Jennifer has practiced yoga for about 12 years. This was her first with goats. Jennifer after class was different than Jennifer before class.
“I’m a lot more light-hearted,” she said, holding another serene baby goat. “My body feels better, and it’s so much fun to be around these little creatures and see them play and be in their natural area. They relax and play and they chew. It’s just fun. It makes me a lot happier. This one is so sweet.”
The mother-daughter pair in the second class underwent a transformation. Hayden Pickerd, 10, of Lander had more than a little trepidation when she knew she was coming to the yoga class.
“She was nervous about the goats,” said her mother, Stefanie. “She had said she didn’t know what she was going to do if they were going to eat her hair or step on her.”
Her mother snapped a photo of Hayden with a frightened expression leaning away from a baby goat that had wandered over to her.
But even wary Hayden wasn’t immune.
“Then she started to get to know them while doing yoga, then petting them a little by little,” said her mother. “By the time we were done, she was holding them, and I found her by the hay with a goat and laying down.”
Stefanie said she wanted her daughter to learn to enter new experiences open-minded.
Hayden after felt different from Hayden before.

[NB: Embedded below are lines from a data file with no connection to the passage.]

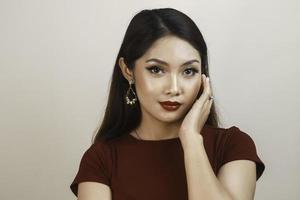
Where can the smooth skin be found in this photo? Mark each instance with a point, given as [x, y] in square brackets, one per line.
[237, 177]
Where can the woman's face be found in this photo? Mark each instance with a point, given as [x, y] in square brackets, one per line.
[168, 80]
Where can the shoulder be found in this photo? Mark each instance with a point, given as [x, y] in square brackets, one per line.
[225, 133]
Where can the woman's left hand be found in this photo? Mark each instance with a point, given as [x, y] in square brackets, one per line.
[197, 116]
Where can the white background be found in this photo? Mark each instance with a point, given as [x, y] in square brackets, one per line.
[56, 59]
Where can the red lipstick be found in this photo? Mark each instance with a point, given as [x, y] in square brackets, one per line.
[170, 106]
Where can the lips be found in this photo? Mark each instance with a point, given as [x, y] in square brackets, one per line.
[170, 106]
[170, 103]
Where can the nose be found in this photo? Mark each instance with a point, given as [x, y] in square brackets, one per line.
[174, 89]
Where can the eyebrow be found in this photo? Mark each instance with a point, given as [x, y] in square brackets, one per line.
[165, 63]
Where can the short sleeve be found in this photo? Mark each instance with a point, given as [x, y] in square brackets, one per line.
[240, 146]
[93, 167]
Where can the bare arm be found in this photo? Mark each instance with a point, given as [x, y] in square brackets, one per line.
[237, 178]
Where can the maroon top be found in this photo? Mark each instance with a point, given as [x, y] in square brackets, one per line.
[154, 169]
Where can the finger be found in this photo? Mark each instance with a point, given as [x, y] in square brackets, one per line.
[206, 90]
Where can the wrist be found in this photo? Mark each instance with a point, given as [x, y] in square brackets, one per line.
[191, 141]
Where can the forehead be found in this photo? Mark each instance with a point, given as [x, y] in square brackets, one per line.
[171, 48]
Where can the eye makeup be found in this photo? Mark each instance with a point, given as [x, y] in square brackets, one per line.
[155, 67]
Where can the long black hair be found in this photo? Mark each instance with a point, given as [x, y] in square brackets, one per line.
[144, 29]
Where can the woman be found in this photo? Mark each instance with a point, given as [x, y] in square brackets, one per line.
[160, 138]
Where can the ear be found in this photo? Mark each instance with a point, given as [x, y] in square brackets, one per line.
[127, 73]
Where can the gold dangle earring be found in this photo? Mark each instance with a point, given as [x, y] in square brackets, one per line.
[128, 101]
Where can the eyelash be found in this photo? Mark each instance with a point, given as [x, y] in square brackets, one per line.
[195, 71]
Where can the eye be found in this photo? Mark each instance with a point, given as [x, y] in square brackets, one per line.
[195, 71]
[155, 68]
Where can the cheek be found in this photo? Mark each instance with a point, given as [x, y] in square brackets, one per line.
[147, 88]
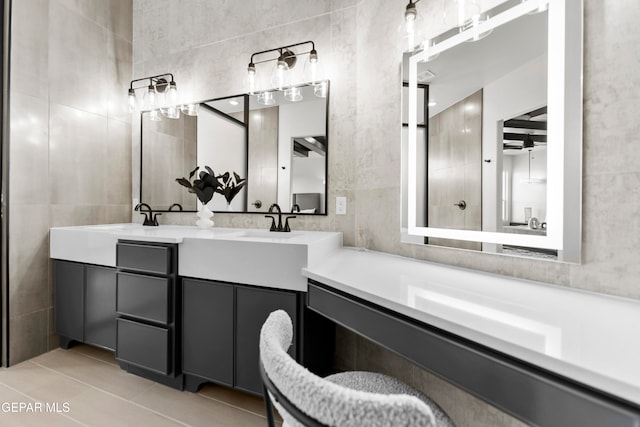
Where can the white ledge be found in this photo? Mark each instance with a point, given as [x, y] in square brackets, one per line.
[588, 337]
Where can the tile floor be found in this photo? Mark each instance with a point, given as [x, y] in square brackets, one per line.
[84, 386]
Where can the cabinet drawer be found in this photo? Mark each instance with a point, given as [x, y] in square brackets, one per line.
[145, 297]
[147, 258]
[144, 345]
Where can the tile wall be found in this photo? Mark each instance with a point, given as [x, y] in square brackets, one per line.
[70, 143]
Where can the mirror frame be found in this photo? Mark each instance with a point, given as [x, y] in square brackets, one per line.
[247, 142]
[564, 163]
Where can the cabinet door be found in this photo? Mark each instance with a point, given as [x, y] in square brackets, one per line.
[207, 330]
[69, 299]
[143, 345]
[100, 307]
[253, 305]
[144, 297]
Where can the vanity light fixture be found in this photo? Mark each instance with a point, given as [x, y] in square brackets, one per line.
[160, 97]
[411, 29]
[285, 58]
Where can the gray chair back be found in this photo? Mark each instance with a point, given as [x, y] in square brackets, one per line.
[322, 401]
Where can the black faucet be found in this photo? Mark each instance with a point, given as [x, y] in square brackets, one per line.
[151, 219]
[279, 227]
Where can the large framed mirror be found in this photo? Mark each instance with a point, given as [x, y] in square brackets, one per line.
[492, 133]
[280, 149]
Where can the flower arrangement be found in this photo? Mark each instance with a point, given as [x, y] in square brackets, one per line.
[204, 186]
[231, 185]
[207, 184]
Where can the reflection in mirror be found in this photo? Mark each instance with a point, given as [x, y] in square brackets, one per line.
[280, 149]
[479, 166]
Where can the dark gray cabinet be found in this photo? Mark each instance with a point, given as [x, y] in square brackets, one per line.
[69, 301]
[253, 306]
[146, 303]
[221, 331]
[85, 298]
[207, 324]
[100, 306]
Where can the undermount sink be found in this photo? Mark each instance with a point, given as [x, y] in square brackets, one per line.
[263, 234]
[111, 227]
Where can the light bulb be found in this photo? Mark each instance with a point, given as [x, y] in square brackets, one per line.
[410, 31]
[132, 100]
[410, 12]
[172, 112]
[266, 98]
[154, 115]
[320, 90]
[190, 109]
[251, 79]
[293, 94]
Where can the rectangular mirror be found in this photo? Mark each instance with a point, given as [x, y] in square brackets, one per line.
[492, 134]
[280, 149]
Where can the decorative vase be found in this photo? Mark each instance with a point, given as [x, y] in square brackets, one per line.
[204, 215]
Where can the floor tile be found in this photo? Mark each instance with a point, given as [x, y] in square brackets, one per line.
[195, 410]
[104, 375]
[98, 408]
[31, 413]
[41, 383]
[88, 388]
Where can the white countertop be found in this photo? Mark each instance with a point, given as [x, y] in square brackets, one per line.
[248, 256]
[591, 338]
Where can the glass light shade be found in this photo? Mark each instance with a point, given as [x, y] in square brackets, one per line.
[190, 109]
[154, 115]
[293, 94]
[457, 13]
[411, 34]
[172, 112]
[280, 76]
[250, 82]
[266, 98]
[150, 100]
[312, 72]
[172, 95]
[132, 100]
[320, 90]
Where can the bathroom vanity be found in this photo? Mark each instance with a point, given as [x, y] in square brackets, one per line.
[547, 355]
[184, 306]
[181, 305]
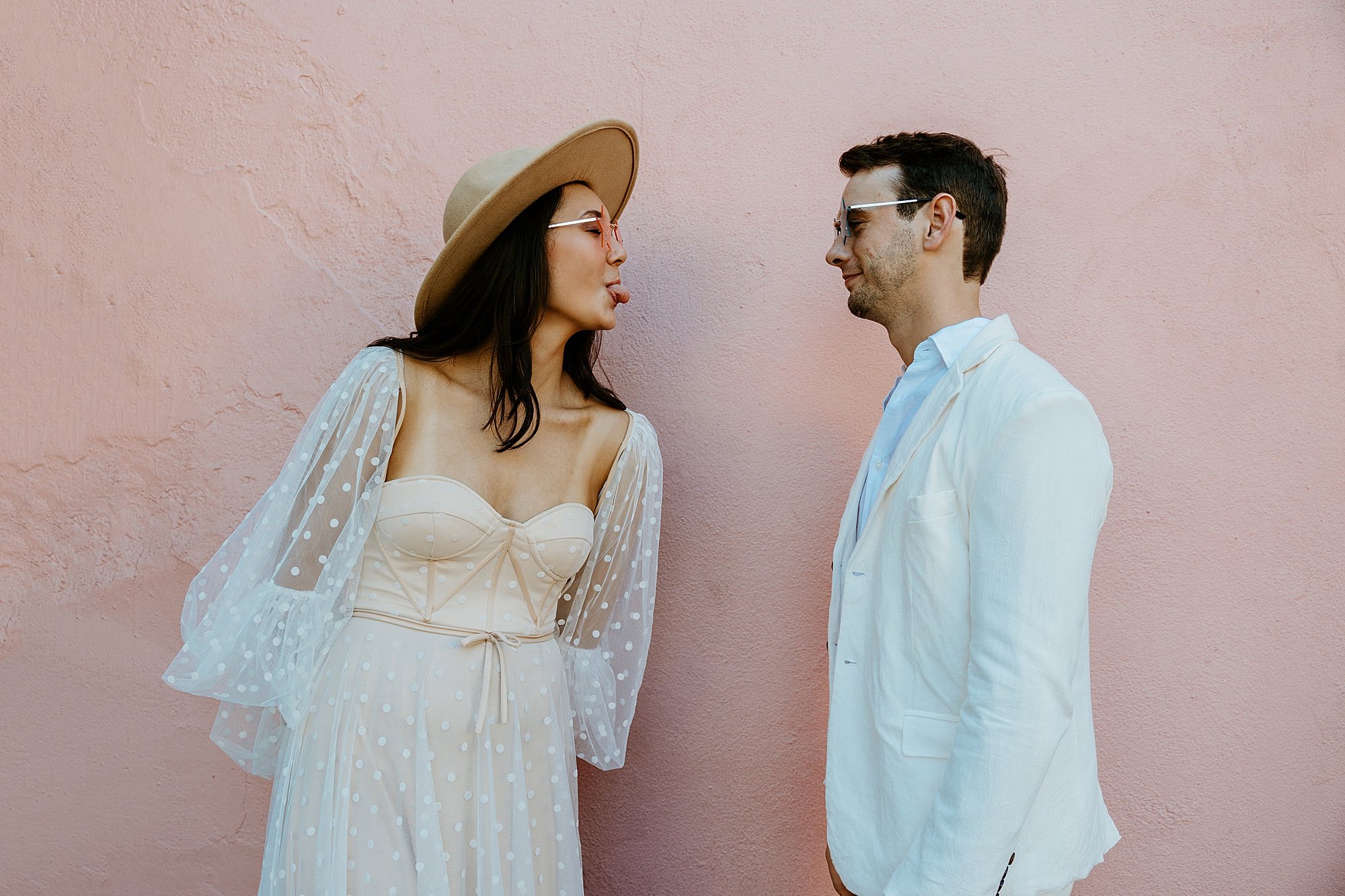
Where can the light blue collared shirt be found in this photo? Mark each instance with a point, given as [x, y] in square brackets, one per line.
[934, 357]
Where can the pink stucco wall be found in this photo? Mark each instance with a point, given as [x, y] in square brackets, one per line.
[206, 208]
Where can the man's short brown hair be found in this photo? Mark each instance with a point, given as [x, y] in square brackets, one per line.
[934, 163]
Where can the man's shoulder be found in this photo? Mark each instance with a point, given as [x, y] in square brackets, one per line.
[1012, 380]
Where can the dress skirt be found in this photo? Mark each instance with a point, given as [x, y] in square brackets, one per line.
[387, 788]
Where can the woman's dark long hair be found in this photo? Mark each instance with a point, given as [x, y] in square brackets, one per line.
[500, 302]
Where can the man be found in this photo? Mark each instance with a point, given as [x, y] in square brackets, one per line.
[961, 756]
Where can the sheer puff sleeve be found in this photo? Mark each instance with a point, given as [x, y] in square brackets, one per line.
[609, 606]
[259, 619]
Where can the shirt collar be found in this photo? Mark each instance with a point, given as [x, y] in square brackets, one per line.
[942, 349]
[952, 341]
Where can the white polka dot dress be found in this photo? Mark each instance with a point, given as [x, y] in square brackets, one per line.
[436, 755]
[418, 673]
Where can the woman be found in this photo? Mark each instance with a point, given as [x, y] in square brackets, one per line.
[447, 594]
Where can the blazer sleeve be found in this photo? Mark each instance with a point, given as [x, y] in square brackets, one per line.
[609, 607]
[1036, 506]
[260, 616]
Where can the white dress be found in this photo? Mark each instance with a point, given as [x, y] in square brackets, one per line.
[428, 743]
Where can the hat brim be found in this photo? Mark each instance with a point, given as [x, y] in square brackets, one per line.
[605, 155]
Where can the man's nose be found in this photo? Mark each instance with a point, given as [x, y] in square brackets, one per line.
[840, 253]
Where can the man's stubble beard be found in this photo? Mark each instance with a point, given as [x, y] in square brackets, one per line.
[880, 296]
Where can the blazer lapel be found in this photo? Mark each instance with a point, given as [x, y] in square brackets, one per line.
[848, 534]
[996, 334]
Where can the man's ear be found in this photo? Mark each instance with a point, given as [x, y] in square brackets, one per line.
[942, 217]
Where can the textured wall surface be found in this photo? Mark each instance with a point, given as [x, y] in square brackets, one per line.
[208, 208]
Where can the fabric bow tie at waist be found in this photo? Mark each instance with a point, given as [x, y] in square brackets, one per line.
[492, 641]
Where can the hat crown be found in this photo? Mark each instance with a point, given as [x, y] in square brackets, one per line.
[481, 181]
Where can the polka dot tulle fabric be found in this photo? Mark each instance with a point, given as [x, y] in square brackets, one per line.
[416, 671]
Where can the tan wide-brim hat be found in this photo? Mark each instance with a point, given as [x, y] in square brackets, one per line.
[605, 155]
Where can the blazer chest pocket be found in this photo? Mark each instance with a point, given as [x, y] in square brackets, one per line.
[934, 505]
[927, 733]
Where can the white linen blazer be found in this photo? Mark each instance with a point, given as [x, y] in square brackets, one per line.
[961, 721]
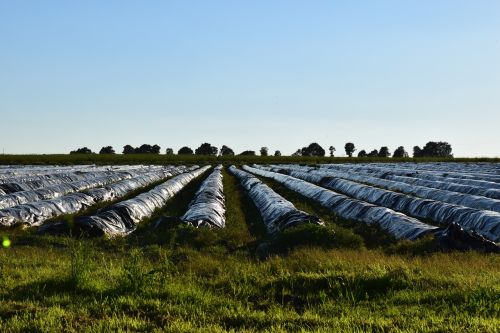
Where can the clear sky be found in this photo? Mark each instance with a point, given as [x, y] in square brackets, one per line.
[248, 74]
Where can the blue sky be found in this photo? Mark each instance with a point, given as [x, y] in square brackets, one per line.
[248, 74]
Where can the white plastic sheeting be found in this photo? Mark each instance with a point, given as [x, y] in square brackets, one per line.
[277, 213]
[34, 214]
[442, 185]
[397, 224]
[207, 208]
[90, 181]
[12, 185]
[419, 174]
[477, 170]
[486, 223]
[461, 199]
[122, 218]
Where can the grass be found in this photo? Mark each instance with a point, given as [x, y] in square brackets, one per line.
[181, 279]
[65, 159]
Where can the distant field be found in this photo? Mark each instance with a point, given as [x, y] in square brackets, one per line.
[146, 271]
[65, 159]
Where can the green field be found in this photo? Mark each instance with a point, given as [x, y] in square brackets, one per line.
[344, 278]
[64, 159]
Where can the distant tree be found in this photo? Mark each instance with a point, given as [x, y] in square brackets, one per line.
[400, 152]
[314, 149]
[206, 149]
[128, 149]
[144, 149]
[185, 151]
[437, 149]
[349, 149]
[83, 150]
[155, 149]
[226, 151]
[248, 153]
[107, 150]
[384, 152]
[362, 153]
[417, 151]
[332, 150]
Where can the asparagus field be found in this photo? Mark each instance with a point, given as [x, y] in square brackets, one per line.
[251, 247]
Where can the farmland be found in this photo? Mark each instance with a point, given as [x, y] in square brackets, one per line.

“I think I’ll get used to it when I try new things,” she said after the classes. “It was really, really fun, and I felt energy going through me. I had so much fun I didn’t want to leave, so my mom tried to get me interested in ice cream so I would, but it didn’t work. She had to (drag) me into the van.”
These were the first yoga classes with goats for certified instructor Lauer. She volunteered when she heard about the classes.
“I think they are super cute and fun,” she said. “I think other people need to experience this. A lot of people don’t know this is around.”
Lauer said she would slow the pace in the second class but hold poses longer. She had guessed the classes would skew toward the younger participants, but there were several older participants.
Balis had participated in a yoga class in Denver earlier this year (Denver International Airport had even offered a goat yoga area for stressed travelers for a time). She’s been asked if the sessions would be offered again.
“Yes, there was a lot of interest in offering another session, so we’d like to do this again,” she said. “I also want to find out if people are learning about goats, if they are learning about or have an interest in 4-H, and if learning about yoga, especially in the form of physical activity.”
The goat yoga sessions are probably seasonal. Weston said the does kid from January through March, providing light baby goats for any spring sessions. Any later and the baby goats would get too large, he said.